Your mom loves you. Right?

For decades, we’ve wondered: What does “maybe,” when wielded by our moms, even mean? So we asked them to explain the psychology behind it.

Frida’s Mom

To embark on this investigation, I called my mom and posed the following question: “Remember when I was younger and I would go with you to the grocery store,” I began. “And we’d be waiting in the checkout line, and I would say, can I get this pack of Yu-Gi-Oh cards, or this Diet Coke-flavored Lip Smackers, or…” While I struggled to come up with more examples, my mom interjected. “Yeah, no, I get it—superfluous stuff.” I put down the phone.

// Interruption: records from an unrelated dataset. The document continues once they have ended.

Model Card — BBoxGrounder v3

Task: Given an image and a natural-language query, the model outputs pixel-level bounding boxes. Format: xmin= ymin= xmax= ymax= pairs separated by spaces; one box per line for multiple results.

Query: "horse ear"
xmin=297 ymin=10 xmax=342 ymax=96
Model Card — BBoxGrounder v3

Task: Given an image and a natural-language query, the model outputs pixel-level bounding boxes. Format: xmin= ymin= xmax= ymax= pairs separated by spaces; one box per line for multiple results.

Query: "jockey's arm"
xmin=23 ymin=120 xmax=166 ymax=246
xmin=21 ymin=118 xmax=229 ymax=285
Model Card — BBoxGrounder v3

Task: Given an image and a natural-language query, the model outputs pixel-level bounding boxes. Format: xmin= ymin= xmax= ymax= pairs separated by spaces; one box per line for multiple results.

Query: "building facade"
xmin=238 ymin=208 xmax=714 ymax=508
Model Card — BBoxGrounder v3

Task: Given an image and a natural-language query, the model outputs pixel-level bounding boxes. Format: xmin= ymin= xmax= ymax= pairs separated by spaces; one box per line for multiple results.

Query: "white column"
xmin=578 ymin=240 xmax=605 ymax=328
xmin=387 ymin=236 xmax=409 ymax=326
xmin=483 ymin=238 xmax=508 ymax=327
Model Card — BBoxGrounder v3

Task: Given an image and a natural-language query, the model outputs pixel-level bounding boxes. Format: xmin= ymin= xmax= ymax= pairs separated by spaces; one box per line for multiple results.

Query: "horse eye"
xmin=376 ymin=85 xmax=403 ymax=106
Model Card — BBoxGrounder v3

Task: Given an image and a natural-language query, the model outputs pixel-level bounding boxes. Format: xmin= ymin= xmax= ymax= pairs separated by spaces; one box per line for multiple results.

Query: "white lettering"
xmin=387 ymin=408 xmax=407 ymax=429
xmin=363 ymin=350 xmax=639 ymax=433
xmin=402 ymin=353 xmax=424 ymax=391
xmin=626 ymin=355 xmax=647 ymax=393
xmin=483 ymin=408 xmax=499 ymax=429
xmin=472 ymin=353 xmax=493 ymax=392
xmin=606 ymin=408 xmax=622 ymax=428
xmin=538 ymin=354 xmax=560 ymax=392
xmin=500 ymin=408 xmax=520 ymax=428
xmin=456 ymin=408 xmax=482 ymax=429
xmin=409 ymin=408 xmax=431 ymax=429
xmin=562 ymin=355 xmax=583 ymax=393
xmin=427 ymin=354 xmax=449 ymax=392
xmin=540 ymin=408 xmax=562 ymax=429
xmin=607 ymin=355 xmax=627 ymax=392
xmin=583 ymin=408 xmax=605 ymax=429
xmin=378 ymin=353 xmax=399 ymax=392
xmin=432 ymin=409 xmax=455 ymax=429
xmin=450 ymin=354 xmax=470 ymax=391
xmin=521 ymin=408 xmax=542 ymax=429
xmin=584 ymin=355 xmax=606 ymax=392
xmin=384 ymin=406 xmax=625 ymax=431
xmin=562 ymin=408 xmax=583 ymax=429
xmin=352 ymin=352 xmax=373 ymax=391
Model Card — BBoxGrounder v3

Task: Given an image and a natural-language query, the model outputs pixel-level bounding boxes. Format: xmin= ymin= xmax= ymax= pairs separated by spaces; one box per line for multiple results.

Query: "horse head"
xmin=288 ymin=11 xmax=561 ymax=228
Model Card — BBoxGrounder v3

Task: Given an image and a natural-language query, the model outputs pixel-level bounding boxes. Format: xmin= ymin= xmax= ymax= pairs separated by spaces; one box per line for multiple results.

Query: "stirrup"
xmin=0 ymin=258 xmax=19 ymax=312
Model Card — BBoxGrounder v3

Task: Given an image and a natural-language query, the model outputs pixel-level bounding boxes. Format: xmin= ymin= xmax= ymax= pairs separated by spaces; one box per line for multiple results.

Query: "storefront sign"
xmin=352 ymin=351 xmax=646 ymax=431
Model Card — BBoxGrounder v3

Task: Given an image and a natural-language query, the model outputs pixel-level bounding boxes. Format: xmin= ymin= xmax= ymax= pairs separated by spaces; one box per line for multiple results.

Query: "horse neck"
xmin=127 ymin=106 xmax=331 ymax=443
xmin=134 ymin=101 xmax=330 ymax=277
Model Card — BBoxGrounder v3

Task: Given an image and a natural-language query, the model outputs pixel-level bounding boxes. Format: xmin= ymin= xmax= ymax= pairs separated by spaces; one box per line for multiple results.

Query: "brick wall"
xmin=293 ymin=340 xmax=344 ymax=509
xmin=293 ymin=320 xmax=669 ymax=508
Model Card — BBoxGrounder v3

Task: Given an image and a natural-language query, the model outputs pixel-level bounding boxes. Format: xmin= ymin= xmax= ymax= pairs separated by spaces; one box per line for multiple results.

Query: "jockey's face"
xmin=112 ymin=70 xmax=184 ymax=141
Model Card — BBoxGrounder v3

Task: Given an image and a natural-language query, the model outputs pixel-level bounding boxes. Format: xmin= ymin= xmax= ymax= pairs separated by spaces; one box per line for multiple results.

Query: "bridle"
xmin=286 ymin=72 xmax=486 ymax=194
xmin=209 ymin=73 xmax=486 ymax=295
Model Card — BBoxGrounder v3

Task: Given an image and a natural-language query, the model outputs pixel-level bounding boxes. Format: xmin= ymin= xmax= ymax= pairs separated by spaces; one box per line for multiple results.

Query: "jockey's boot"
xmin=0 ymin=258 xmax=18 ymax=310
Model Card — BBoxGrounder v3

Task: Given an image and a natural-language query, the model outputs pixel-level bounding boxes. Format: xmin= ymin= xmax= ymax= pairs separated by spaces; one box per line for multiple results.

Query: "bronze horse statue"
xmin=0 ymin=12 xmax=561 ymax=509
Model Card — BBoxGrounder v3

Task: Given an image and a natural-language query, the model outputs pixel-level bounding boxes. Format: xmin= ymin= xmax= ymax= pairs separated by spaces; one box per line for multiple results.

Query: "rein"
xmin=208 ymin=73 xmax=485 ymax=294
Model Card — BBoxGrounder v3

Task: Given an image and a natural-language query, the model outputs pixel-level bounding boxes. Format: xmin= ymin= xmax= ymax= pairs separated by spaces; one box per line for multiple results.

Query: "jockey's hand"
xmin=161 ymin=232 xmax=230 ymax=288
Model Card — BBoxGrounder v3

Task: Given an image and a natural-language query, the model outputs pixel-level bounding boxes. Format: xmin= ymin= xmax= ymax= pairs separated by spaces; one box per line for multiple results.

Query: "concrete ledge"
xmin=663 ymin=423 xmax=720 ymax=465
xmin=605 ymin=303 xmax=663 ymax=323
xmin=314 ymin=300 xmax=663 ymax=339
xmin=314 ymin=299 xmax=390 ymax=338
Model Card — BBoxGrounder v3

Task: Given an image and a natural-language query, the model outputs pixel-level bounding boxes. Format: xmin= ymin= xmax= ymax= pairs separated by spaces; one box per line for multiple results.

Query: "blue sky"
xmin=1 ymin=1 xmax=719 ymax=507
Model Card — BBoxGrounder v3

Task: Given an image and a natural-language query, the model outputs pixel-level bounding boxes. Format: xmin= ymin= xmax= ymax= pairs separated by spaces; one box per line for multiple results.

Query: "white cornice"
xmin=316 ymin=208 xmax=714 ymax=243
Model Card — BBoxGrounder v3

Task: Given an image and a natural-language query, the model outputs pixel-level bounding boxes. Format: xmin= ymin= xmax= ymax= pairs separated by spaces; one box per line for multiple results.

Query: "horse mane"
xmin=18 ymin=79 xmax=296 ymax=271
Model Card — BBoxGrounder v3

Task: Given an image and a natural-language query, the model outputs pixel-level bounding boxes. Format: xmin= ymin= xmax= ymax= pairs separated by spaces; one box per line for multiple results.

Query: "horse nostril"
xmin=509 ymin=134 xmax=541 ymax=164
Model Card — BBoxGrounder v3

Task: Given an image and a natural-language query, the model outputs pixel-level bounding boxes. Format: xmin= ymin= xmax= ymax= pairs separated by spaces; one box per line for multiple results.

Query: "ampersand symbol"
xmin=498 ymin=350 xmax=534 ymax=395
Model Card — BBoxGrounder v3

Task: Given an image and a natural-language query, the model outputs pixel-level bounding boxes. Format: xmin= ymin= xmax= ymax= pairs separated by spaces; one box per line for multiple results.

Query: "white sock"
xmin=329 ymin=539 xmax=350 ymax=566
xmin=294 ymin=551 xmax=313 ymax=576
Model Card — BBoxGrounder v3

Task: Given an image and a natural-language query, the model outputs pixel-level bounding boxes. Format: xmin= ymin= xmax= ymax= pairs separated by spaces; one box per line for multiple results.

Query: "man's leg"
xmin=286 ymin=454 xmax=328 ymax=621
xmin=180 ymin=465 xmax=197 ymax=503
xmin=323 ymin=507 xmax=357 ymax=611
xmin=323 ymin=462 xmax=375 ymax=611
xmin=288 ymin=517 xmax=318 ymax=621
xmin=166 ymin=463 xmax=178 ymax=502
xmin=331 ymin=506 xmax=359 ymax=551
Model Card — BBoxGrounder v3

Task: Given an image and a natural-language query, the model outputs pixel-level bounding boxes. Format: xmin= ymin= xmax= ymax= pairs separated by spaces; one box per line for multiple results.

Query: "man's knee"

Superfluous? Unbelievable.

“Right, yeah. Superfluous stuff,” I said. Were they superfluous, though? OK, I’ll go along with it… for now. “And then you would say—”

Again, my mom’s intelligence and lightning-fast reflexes overtook the conversation, like a human version of AutoCorrect. “I would say, ‘We’ll think about it.’” Yes! So she did remember after all these years. My mom went on: “It was the only socially acceptable thing to say.”

“It’s not like I could say, ‘We already know that I am not going to buy that, so could you please stop being so annoying,’” she continued. I was annoying?

After some thought, I came around. It wasn’t unreasonable, what I was hearing. I recalled the many times my mom and I waited in checkout lines. If she had out-right said “no” every time I asked to buy something, it almost certainly would have opened a door to a fight about how I was not being annoying and how I really needed this gel pen set—fights I was ready to put myself on the line for, as an small person. That would have taken up a lot of time, which we all know is money in this economy, and so the “maybe” saved us both from a lot of headache. Interesting.

David’s Mom

To further investigate this phenomenon, while Frida was talking to her mom I went straight to my own source. “I needed to know how much it was going to cost,” she said on a voicemail. “Then I needed to figure out if it was in my budget.” She stressed that she didn’t want to be needlessly pressured into making a decision. “I don’t like to just say yes or no,” she said. “I have to stop and think about it.”

Now circling back to the concept of “maybe,” my mom remained fairly pragmatic. “I didn’t wanna say yes then realize I didn’t really wanna say yes or even say no and maybe I didn’t really wanna say no, I shouldn’t have said no,” she said. “I like to weigh my options.” Certainly as a child this kind of deep reasoned logic from sugar filled and tv-obsessed interior didn’t quite make sense, but now it reads fairly reasonable.

“Maybe” just meant “please be quiet, my child.”

Here today we learned that the word “maybe” can hide a myriad of calculations and considerations the speaker is making internally, while delivering a palatable response to a perhaps wanton child. Sometimes that child, a gooey mush of bones and unrefined thoughts, believes the “maybe,” imbuing it with their own meaning. But if it soothes, it does so misleadingly. It’s clear from our research that “maybe” never weighed yes or no equally. “Maybe” just meant “please be quiet, my child.” Which, again, after weighing the evidence, we find pretty fair.

Us children fixate on “maybe”, because kids, unlike moms, hold all of the free time in the world to ponder such questions. Did we have to go to work? Pay bills? Go to terrible children’s choir concerts where inevitably some kids walks off the stage and someone needs to go grabs them? No children don’t have any of those responsibilities. “Maybe” is the answer that says “I love you, but please give me five minutes to think this over.”

“Maybe” serves several functions: calming kids and buying some time for moms (at least until the next trip to Target or Walmart), who have to navigate millions of these could-be conflicts a day. “Maybe” keeps the peace—partly by keeping you, the child, in the dark. Our moms didn’t deploy “maybe” just for their own benefit—they were also shielding us, allowing us to live one more day in a fantasy land, where the things we wanted were totally reasonable and not at all insane. The real world, we all eventually find out, has no problem letting us in on that fact.

But your mom wouldn’t do that to you. And that’s why “maybe” is a gift—for the both of you.